Princess Kate: Why the royals don’t have to tell us everything

Princess Kate: Why the royals don’t have to tell us everything

Kate, Princess of Wales, has known for weeks that she is seriously ill. And chose to remain silent. In view of the wild conspiracy theories surrounding her health and her person, the question arises: Have many people forgotten what role public relations plays in the monarchy?

It is perhaps one of the biggest misunderstandings of our modern times: that royal press work serves the truth. Now one can debate whether public relations departments should generally be committed to the truth – but royal PR has certainly not been for centuries.

The large oil paintings by the German painter Hans Holbein showed King Henry VIII in full regalia, but of course not the festering wounds on his legs that tormented him for years. And William’s great-grandfather George VI. was not sick at all to the public. When doctors operated on one of his lungs in 1951, it was sold to the public as “structural abnormalities” – even the king himself was initially left in the dark about his true fate. When he died quite suddenly in 1952 from lung cancer, the news of his death came just as the Times went to press; morphine injections from the royal doctors at the right time probably helped to achieve the perfect PR effect.

Kate and William: picture of a perfect family

The work of royal press secretaries is always focused on one thing: making the royal family look good. In the case of Kate and William, the Prince and Princess of Wales, this meant presenting the image of a perfect family at all times and everywhere. Two adults in harmonious service to the people between kindergarten openings and soup kitchen visits and every now and then pictures of the little heir to the throne George, already perfectly prepared for his future role.

Prince George with his mother Kate at his grandmother's funeral

Kate and William’s press work is therefore not designed to convey one or even the truth. Rather, it serves to represent their royal roles to the outside world – these impossibly perfect people in an increasingly impossible institution.

The royals are not celebrities: Kate & Co. have no interest in publicity

Because here we come to the second part of this misunderstanding, which particularly affects the public outside of Great Britain: The royals are not celebrities. They have no interest in publicity. You must always and always protect yourself from the public.

On the one hand, because too much publicity could damage the principle of the idea of ​​the monarchy: that this family has something so special within it, which is why they are allowed to wear crowns, ride in golden carriages and have children who will do all of this at some point.

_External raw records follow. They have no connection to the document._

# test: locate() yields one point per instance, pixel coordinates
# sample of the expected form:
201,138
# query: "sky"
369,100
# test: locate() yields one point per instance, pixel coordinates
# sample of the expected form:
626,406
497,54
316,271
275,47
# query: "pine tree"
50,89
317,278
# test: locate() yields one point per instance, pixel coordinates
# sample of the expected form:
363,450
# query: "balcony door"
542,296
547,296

And on the other hand, the Windsors have to protect themselves from the public because these modern royals want to live like (almost) normal people. Extremely privileged, but as parents who bring their children to school as often as possible – and without being photographed by paparazzi. Who throw parties with friends without pictures appearing in tabloids afterwards. Who go on vacation without having photos of Kate in a bikini printed afterwards.

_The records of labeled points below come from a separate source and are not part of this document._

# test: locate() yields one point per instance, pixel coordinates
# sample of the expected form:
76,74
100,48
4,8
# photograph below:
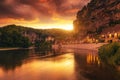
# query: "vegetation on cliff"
110,53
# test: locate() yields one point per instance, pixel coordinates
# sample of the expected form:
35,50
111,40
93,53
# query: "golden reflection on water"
57,68
92,59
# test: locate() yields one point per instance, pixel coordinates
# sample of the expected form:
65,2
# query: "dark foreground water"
54,65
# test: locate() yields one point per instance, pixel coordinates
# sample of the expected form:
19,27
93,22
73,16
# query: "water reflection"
89,67
54,65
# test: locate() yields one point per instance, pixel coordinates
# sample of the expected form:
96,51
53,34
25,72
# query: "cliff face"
97,16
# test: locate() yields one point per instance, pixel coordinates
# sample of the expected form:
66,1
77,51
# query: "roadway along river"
54,65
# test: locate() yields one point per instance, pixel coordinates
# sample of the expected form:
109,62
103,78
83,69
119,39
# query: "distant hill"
99,16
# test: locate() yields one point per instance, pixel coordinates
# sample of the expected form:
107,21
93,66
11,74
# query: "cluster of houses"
106,37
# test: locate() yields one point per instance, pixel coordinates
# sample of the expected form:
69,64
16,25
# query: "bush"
110,53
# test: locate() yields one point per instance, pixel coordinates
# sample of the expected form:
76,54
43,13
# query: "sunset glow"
40,14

Kate, Princess of Wales, visiting an aid organization in January 2023

And part of this normal life is that Kate, as Princess of Wales, has herself photographed with her children in front of the clinic a few hours after the birth. But she has just now decided to keep the public in the dark for weeks about how she is doing.

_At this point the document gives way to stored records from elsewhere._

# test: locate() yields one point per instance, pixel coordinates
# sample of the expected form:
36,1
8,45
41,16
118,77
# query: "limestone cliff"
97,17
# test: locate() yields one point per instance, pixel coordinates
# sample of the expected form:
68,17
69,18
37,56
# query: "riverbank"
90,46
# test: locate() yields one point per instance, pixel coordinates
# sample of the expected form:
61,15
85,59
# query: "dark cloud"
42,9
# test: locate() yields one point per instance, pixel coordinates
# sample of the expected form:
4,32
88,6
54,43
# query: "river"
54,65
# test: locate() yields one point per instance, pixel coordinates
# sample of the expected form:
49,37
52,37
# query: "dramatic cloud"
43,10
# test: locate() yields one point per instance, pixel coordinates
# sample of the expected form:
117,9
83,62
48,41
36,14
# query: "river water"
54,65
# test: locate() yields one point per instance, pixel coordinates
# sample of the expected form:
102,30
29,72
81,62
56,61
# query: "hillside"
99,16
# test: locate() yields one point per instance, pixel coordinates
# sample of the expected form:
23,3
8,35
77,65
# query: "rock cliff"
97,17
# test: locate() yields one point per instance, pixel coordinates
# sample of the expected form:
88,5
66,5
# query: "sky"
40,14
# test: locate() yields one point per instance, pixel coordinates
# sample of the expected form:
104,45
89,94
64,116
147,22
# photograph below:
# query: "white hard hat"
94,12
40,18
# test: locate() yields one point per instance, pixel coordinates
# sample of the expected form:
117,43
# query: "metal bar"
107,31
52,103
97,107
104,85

It’s squaring the circle that the Windsors are trying to do here. You, as a royal family, are the epitome of publicity. Their privileges, their roles, their entire raison d’être rests on being seen. And yet they want to protect themselves from this public and not reveal everything to them.

Where there was no information, there were conspiracy theories

Are you allowed to do that?

And perhaps this question shows how absurd the debates surrounding Kate have become in recent weeks. Where there was no information, there were conspiracy theories. The Princess of Wales needed privacy. And the public demanded “the truth.”

Which leads to the next question: Can we demand that the royals tell us everything, at any time?

Now the British can certainly ask what is actually going on – after all, as taxpayers, they pay for the royals’ appearances and pomp and circumstance. But all of us who simply allow ourselves to be entertained by this pomp, we must not demand that this woman, this family, reveal her soul to us.

We should remember what these royals are: above all, people with roles that now show once again how inhumane they really are.